Gov. Sam Brownback, a Republican, has.
Ditto the Kansas Association of School Boards.
So did the Legislature, in 2006, when it formed the Kansas 2010 Commission to take a five-year look at the question as part of a far wider examination of school funding.
Former Gov. Kathleen Sebelius, a Democrat, rented a committee — sort of. She engineered a Standard & Poor’s 2006 study and 2007 follow-up that measured the fiscal efficiency of each of Kansas’ then-300 individual school districts. There are 286 now.
Kansas’ Division of Legislative Post Audit, the Legislature’s auditing arm, since then has run its own performance checks on seven of those districts, all of which volunteered for them.

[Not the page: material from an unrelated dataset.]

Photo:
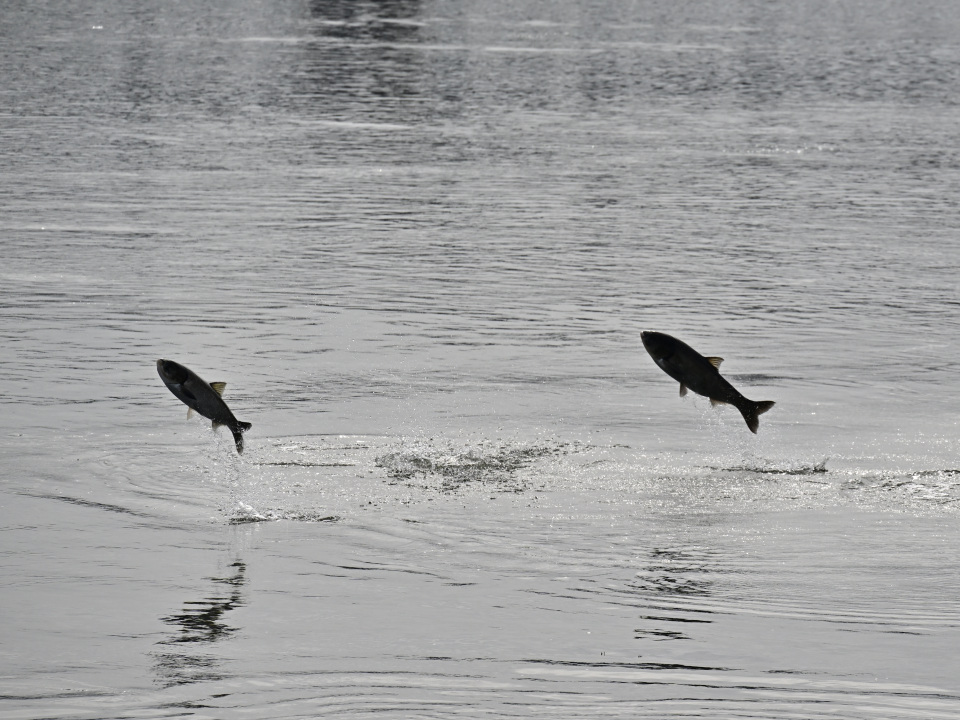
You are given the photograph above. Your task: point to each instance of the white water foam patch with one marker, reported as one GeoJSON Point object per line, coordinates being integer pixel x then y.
{"type": "Point", "coordinates": [495, 465]}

There may have been other studies or panels too, but memories have faded. Dale Dennis, the Kansas State Department of Education’s deputy commissioner for finance, estimates school finance efficiency panels are formed “every three to five years or so, though they aren’t always called that.”
“It’s not a new topic,” Brownback said in a news conference this week. “I remember Gov. Finney talking about it.”
That would be former Gov. Joan Finney, a Democrat, who served 1991-1995.
So, what did those earlier inquiries turn up?
It’s hard to tell, said Stephen Iliff, a Topeka CPA, Kansas 2010 Commission member and longtime advocate, applying business standards to Kansas school finance decisions. Iliff also is a member of the Brownback education efficiency task force, which held its first meeting this week.
“I remember that Standard & Poor’s wrote a great report in the Sebelius administration,” Iliff said. “The trouble was, nobody really paid attention.”
Kansans do pay attention to some of those efforts, said Rochelle Chronister, a former state legislator, former Kansas Republican chairwoman and former head of the cabinet agency then known as Kansas Social and Rehabilitation Services who also headed the five-year Kansas 2010 Commission.
“I think legislators are always interested in what we find,” Chronister said. “School districts listen too. “
Chronister said she wants to meet with the governor’s task force too, to include applicable 2010 Commission findings in recommendations that the task force is expected to make.
Meantime, the Kansas Association of School Boards announced Wednesday that it was setting up its own efficiency task force of local school board executives and school administrators to balance what its members feel is an over reliance on CPAs and business analysts on the Brownback panel. There are no current school board members, teachers or education professionals on that task force.